2024-07-08
Using WireGuard as a router to get around reachability issues
Suppose that you have a machine, or a set of machines, that can't be readily reached from the outside world with random traffic (for example, your home LAN setup), and you also have a roaming machine that you want to use to reach those machines (for example, your phone). If you only had one of these problems, you could set up a straightforward WireGuard tunnel, where your roaming phone talked to the WireGuard machines on your home LAN. But on the surface, having both of them sounds like you need some degree of complex inbound NAT gateway on a fixed and reachable address in the cloud (your phone talks to the gateway with WireGuard, the gateway NATs the traffic and passes it over WireGuard to the home VLAN, etc). However, with some tricks you don't need this; instead, you can use WireGuard on the fixed cloud machine as a router instead of a gateway.
(As someone who deals with non-WireGuard networking regularly, my reflex is that if two machines can't talk to each other with plain IP, we're going to need some kind of NAT or port forwarding somewhere. This leads to a situation where if two potential WireGuard peers can't talk to each other, my thoughts immediately jump to 'clearly we're going to need a NAT'.)
The basic idea is that you set up the fixed public machine as a router, although only for WireGuard connections, and then you arrange to route appropriate IP addresses and IP address ranges over the various WireGuard connections. The simplest approach is to give each WireGuard client an 'inside' IP address on the WireGuard interface on some subnet, and then have each client route the entire (rest of the) subnet to the WireGuard router machine. The router machine's routing table then sends the appropriate IP address (or address range) down the appropriate WireGuard connection. More complex setups are possible if you have existing IP address ranges that need to be reached over these WireGuard-based links, but the more distinct IPs or IP ranges you want to reach over WireGuard, the more routing entries each WireGuard client needs (the router's routing table also gets more complicated, but it was already a central point of complexity).

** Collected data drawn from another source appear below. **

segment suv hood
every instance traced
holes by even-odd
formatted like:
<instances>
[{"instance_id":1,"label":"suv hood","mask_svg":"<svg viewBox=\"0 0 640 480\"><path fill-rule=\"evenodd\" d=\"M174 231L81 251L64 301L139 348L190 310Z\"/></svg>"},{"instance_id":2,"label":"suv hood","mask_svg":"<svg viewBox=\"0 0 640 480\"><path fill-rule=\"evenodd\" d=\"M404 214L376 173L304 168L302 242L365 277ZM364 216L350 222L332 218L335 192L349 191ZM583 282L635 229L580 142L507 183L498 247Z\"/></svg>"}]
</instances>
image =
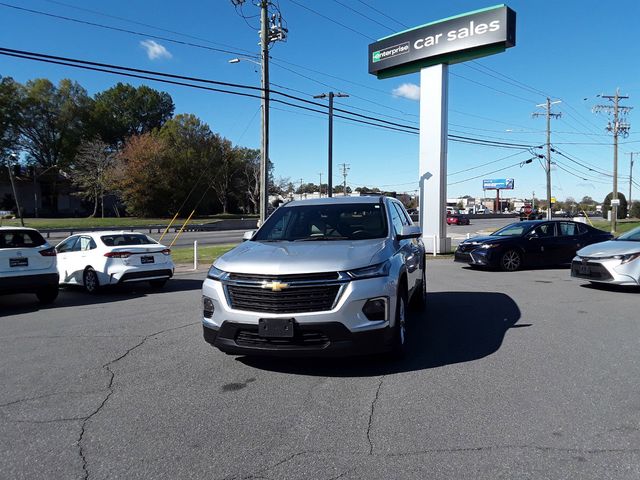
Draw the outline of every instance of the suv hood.
<instances>
[{"instance_id":1,"label":"suv hood","mask_svg":"<svg viewBox=\"0 0 640 480\"><path fill-rule=\"evenodd\" d=\"M218 258L214 265L225 272L289 275L352 270L381 263L390 242L332 240L306 242L248 241Z\"/></svg>"},{"instance_id":2,"label":"suv hood","mask_svg":"<svg viewBox=\"0 0 640 480\"><path fill-rule=\"evenodd\" d=\"M611 257L637 252L640 252L640 242L609 240L584 247L578 250L577 255L581 257Z\"/></svg>"},{"instance_id":3,"label":"suv hood","mask_svg":"<svg viewBox=\"0 0 640 480\"><path fill-rule=\"evenodd\" d=\"M482 245L483 243L491 242L491 243L502 243L508 240L511 240L516 237L499 237L498 235L481 235L477 237L471 237L468 240L465 240L465 245Z\"/></svg>"}]
</instances>

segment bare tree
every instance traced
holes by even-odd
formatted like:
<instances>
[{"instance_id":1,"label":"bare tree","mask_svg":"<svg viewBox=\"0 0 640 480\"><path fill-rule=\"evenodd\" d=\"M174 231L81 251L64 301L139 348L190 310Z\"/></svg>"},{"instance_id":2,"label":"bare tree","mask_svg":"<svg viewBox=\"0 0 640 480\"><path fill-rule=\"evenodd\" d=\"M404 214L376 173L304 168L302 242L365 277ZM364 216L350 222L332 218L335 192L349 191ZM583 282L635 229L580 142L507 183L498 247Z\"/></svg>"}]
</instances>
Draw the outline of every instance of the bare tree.
<instances>
[{"instance_id":1,"label":"bare tree","mask_svg":"<svg viewBox=\"0 0 640 480\"><path fill-rule=\"evenodd\" d=\"M93 200L92 217L98 214L98 202L101 216L104 218L104 194L109 188L110 167L116 160L116 152L102 140L83 142L71 164L71 180L82 196Z\"/></svg>"}]
</instances>

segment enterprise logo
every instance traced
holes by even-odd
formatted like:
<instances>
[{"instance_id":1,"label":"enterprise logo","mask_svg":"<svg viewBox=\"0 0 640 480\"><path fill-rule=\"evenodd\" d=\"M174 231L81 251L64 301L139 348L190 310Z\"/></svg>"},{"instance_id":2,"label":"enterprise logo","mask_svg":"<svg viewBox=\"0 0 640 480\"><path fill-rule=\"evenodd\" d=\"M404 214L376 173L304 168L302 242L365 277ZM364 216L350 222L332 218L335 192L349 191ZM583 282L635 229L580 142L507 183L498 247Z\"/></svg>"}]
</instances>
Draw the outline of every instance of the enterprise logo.
<instances>
[{"instance_id":1,"label":"enterprise logo","mask_svg":"<svg viewBox=\"0 0 640 480\"><path fill-rule=\"evenodd\" d=\"M398 55L403 55L405 53L409 53L409 42L404 42L399 45L394 45L393 47L387 47L383 50L373 52L373 63L386 60L387 58L397 57Z\"/></svg>"}]
</instances>

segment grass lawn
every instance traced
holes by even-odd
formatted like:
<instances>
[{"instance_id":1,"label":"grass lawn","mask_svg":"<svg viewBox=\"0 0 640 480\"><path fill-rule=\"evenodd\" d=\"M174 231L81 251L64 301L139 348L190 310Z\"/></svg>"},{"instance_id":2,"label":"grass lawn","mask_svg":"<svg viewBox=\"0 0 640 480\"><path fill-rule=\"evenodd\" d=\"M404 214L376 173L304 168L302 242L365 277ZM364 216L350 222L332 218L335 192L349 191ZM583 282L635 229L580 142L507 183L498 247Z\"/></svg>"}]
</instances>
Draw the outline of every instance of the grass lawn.
<instances>
[{"instance_id":1,"label":"grass lawn","mask_svg":"<svg viewBox=\"0 0 640 480\"><path fill-rule=\"evenodd\" d=\"M192 218L189 223L214 223L220 220L232 218L251 218L250 215L242 216L235 214L212 215L207 217ZM257 218L257 217L256 217ZM180 226L186 218L178 218L174 222L174 226ZM138 227L145 225L169 225L171 218L138 218L138 217L120 217L120 218L25 218L26 227L47 229L47 228L90 228L90 227ZM18 227L20 219L0 219L0 226Z\"/></svg>"},{"instance_id":2,"label":"grass lawn","mask_svg":"<svg viewBox=\"0 0 640 480\"><path fill-rule=\"evenodd\" d=\"M611 229L611 223L606 220L591 220L593 222L593 226L599 228L600 230L604 230L608 232ZM616 224L616 232L617 234L621 234L624 232L628 232L636 227L640 227L640 221L638 220L618 220Z\"/></svg>"},{"instance_id":3,"label":"grass lawn","mask_svg":"<svg viewBox=\"0 0 640 480\"><path fill-rule=\"evenodd\" d=\"M198 247L198 263L211 264L216 258L227 253L236 245L212 245ZM171 257L175 263L193 264L193 247L178 247L171 249Z\"/></svg>"}]
</instances>

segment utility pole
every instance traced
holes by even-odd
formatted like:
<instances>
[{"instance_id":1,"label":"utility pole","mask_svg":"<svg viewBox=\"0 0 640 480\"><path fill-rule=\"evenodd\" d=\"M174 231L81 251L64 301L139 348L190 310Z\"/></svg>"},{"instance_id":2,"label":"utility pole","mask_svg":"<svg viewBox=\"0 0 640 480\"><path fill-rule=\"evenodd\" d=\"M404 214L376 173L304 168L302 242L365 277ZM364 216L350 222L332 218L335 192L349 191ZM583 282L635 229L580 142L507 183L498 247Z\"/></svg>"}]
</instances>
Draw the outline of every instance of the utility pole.
<instances>
[{"instance_id":1,"label":"utility pole","mask_svg":"<svg viewBox=\"0 0 640 480\"><path fill-rule=\"evenodd\" d=\"M12 158L11 155L9 158ZM13 166L11 161L7 162L7 170L9 170L9 180L11 181L11 190L13 190L13 198L16 202L16 208L18 209L18 217L20 217L20 224L24 227L24 218L22 218L22 209L20 208L20 201L18 200L18 194L16 193L16 184L13 180Z\"/></svg>"},{"instance_id":2,"label":"utility pole","mask_svg":"<svg viewBox=\"0 0 640 480\"><path fill-rule=\"evenodd\" d=\"M549 97L547 97L547 101L545 103L541 103L536 105L536 107L541 107L545 109L544 113L535 112L532 114L533 117L540 117L544 115L547 117L547 164L545 167L545 171L547 172L547 220L551 220L552 210L551 210L551 119L552 118L560 118L562 113L552 113L551 106L556 103L560 103L560 100L551 101Z\"/></svg>"},{"instance_id":3,"label":"utility pole","mask_svg":"<svg viewBox=\"0 0 640 480\"><path fill-rule=\"evenodd\" d=\"M318 172L318 175L320 175L320 185L318 185L318 190L320 193L320 198L322 198L322 172Z\"/></svg>"},{"instance_id":4,"label":"utility pole","mask_svg":"<svg viewBox=\"0 0 640 480\"><path fill-rule=\"evenodd\" d=\"M327 196L333 197L333 99L334 97L346 98L349 95L346 93L321 93L320 95L314 95L313 98L328 98L329 99L329 166L328 166L328 180L327 180Z\"/></svg>"},{"instance_id":5,"label":"utility pole","mask_svg":"<svg viewBox=\"0 0 640 480\"><path fill-rule=\"evenodd\" d=\"M343 184L342 184L342 194L346 197L347 196L347 175L349 174L349 170L351 170L349 168L349 164L348 163L343 163L342 164L342 177L343 177Z\"/></svg>"},{"instance_id":6,"label":"utility pole","mask_svg":"<svg viewBox=\"0 0 640 480\"><path fill-rule=\"evenodd\" d=\"M626 123L620 116L628 114L633 107L620 105L620 100L629 98L629 95L620 95L620 89L616 88L615 95L598 95L613 102L613 105L596 105L593 111L613 113L613 124L608 123L606 130L613 133L613 195L611 196L611 233L616 233L616 222L618 219L618 136L629 136L631 125Z\"/></svg>"},{"instance_id":7,"label":"utility pole","mask_svg":"<svg viewBox=\"0 0 640 480\"><path fill-rule=\"evenodd\" d=\"M638 154L640 154L640 152L629 152L629 157L631 158L629 163L629 197L627 198L629 212L631 212L631 187L633 185L633 156ZM631 216L631 214L629 213L628 216Z\"/></svg>"},{"instance_id":8,"label":"utility pole","mask_svg":"<svg viewBox=\"0 0 640 480\"><path fill-rule=\"evenodd\" d=\"M234 7L242 8L246 0L231 0ZM262 77L262 142L260 155L260 225L267 218L269 208L269 47L277 41L287 38L288 30L282 26L279 11L269 18L270 0L260 0L260 64Z\"/></svg>"},{"instance_id":9,"label":"utility pole","mask_svg":"<svg viewBox=\"0 0 640 480\"><path fill-rule=\"evenodd\" d=\"M304 182L304 180L301 178L300 179L300 200L302 200L302 183Z\"/></svg>"}]
</instances>

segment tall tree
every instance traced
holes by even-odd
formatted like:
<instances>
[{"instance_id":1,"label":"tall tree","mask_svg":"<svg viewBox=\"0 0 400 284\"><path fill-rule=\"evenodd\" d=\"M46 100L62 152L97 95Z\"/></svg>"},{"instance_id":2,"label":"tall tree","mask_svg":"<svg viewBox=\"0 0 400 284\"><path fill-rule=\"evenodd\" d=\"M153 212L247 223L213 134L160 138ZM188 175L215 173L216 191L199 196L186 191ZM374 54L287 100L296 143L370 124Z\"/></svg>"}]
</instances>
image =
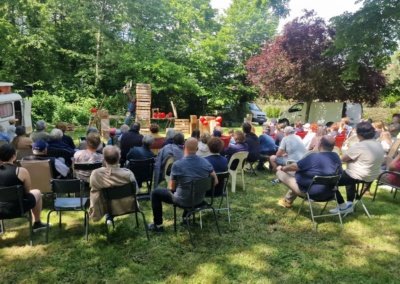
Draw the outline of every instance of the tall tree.
<instances>
[{"instance_id":1,"label":"tall tree","mask_svg":"<svg viewBox=\"0 0 400 284\"><path fill-rule=\"evenodd\" d=\"M334 31L324 20L306 11L247 62L248 79L263 96L282 95L308 102L308 106L314 100L375 103L385 83L383 75L363 68L360 79L343 81L342 59L323 55L333 38Z\"/></svg>"}]
</instances>

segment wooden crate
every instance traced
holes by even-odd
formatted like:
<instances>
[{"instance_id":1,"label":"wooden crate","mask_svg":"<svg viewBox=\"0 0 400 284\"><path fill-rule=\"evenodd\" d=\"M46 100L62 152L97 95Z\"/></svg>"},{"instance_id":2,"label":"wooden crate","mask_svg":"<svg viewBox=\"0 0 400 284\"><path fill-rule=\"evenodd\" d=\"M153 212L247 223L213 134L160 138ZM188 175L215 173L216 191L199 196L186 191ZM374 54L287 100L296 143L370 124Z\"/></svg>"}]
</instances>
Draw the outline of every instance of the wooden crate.
<instances>
[{"instance_id":1,"label":"wooden crate","mask_svg":"<svg viewBox=\"0 0 400 284\"><path fill-rule=\"evenodd\" d=\"M191 115L189 133L192 133L195 129L199 129L199 121L197 120L197 115Z\"/></svg>"},{"instance_id":2,"label":"wooden crate","mask_svg":"<svg viewBox=\"0 0 400 284\"><path fill-rule=\"evenodd\" d=\"M67 124L67 130L66 131L75 132L75 124L73 124L73 123Z\"/></svg>"},{"instance_id":3,"label":"wooden crate","mask_svg":"<svg viewBox=\"0 0 400 284\"><path fill-rule=\"evenodd\" d=\"M108 118L108 110L106 109L98 110L97 115L100 117L100 119Z\"/></svg>"},{"instance_id":4,"label":"wooden crate","mask_svg":"<svg viewBox=\"0 0 400 284\"><path fill-rule=\"evenodd\" d=\"M189 119L175 119L175 127L176 131L180 131L184 134L190 134L190 123Z\"/></svg>"}]
</instances>

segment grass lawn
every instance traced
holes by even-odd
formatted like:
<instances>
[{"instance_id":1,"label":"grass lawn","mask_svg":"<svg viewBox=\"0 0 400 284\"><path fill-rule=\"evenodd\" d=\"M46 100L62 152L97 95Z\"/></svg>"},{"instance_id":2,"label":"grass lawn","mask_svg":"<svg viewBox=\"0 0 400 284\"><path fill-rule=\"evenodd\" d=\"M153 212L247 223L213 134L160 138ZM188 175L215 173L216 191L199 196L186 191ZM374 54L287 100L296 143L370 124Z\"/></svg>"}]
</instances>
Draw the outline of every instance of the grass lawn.
<instances>
[{"instance_id":1,"label":"grass lawn","mask_svg":"<svg viewBox=\"0 0 400 284\"><path fill-rule=\"evenodd\" d=\"M293 209L276 204L286 188L273 178L246 173L246 191L239 182L230 193L231 224L221 212L220 237L206 213L203 229L193 230L195 247L184 227L175 235L171 205L164 206L165 233L150 232L150 241L143 223L136 228L125 216L116 219L110 242L104 223L91 222L86 242L83 214L67 212L61 229L52 214L49 244L37 232L30 247L27 222L6 220L0 283L400 283L400 198L380 189L375 202L363 198L372 219L358 205L343 230L337 217L320 218L315 233L308 208L295 219L301 200ZM140 204L152 222L150 202ZM43 220L50 207L45 198Z\"/></svg>"}]
</instances>

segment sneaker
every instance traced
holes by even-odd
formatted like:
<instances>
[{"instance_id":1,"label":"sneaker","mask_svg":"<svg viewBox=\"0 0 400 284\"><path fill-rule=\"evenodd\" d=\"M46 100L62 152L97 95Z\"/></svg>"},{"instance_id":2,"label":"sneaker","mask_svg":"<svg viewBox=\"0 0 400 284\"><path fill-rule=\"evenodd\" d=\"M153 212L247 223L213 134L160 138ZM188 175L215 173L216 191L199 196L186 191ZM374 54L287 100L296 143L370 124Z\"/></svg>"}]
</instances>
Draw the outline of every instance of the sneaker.
<instances>
[{"instance_id":1,"label":"sneaker","mask_svg":"<svg viewBox=\"0 0 400 284\"><path fill-rule=\"evenodd\" d=\"M287 203L285 198L282 198L278 201L278 205L285 208L292 208L292 203Z\"/></svg>"},{"instance_id":2,"label":"sneaker","mask_svg":"<svg viewBox=\"0 0 400 284\"><path fill-rule=\"evenodd\" d=\"M340 211L340 214L353 213L354 212L353 203L350 203L350 204L347 203L345 208L340 208L339 207L339 211ZM334 209L329 210L329 212L331 214L337 214L338 213L338 209L334 208Z\"/></svg>"},{"instance_id":3,"label":"sneaker","mask_svg":"<svg viewBox=\"0 0 400 284\"><path fill-rule=\"evenodd\" d=\"M112 220L107 220L107 226L111 227L113 225L113 221Z\"/></svg>"},{"instance_id":4,"label":"sneaker","mask_svg":"<svg viewBox=\"0 0 400 284\"><path fill-rule=\"evenodd\" d=\"M271 182L272 182L272 183L280 183L281 181L280 181L279 179L276 178L276 179L271 180Z\"/></svg>"},{"instance_id":5,"label":"sneaker","mask_svg":"<svg viewBox=\"0 0 400 284\"><path fill-rule=\"evenodd\" d=\"M190 225L190 224L191 224L190 217L183 217L183 218L182 218L181 225L182 225L182 226L187 226L187 223L186 223L187 220L189 220L189 225Z\"/></svg>"},{"instance_id":6,"label":"sneaker","mask_svg":"<svg viewBox=\"0 0 400 284\"><path fill-rule=\"evenodd\" d=\"M153 232L162 233L164 232L163 225L147 224L147 229Z\"/></svg>"},{"instance_id":7,"label":"sneaker","mask_svg":"<svg viewBox=\"0 0 400 284\"><path fill-rule=\"evenodd\" d=\"M47 229L51 224L42 223L42 222L35 222L32 226L34 232Z\"/></svg>"}]
</instances>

(This isn't a new pattern; it used to appear in, for example, PPP servers. But those have been generally out of fashion for a while and not something people deal with. VPN servers also behave this way but often their VPN software handles this all for you without explicit routing table entries or you having to think about it. They may also automatically NAT traffic for you.)
Routing an existing home LAN IP address range or the like to the WireGuard machines is potentially a bit more complex. Unless you can use your existing home gateway as a WireGuard peer, you'll need to either NAT the WireGuard 'inside' IP addresses when they talk to your home LAN or establish a special route on your home LAN that sends traffic for those IPs to your WireGuard gateway. If you can set up WireGuard on your home gateway (by which I mean whatever machine is the default route for things on your LAN), life is simpler because the return traffic is already flowing through the machine; you just need to send it off to the WireGuard router instead of to the Internet. Another option is to assign unused home LAN IP addresses to your remote WireGuard machines, and then have your home LAN WireGuard gateway do 'proxy ARP' or IPv6 NDP for those IPs.
(In theory this is one of the situations where IPv6 may make your life easier, because if necessary you can create your own Unique local address space, carve it up between your home LAN and other areas, and route it around.)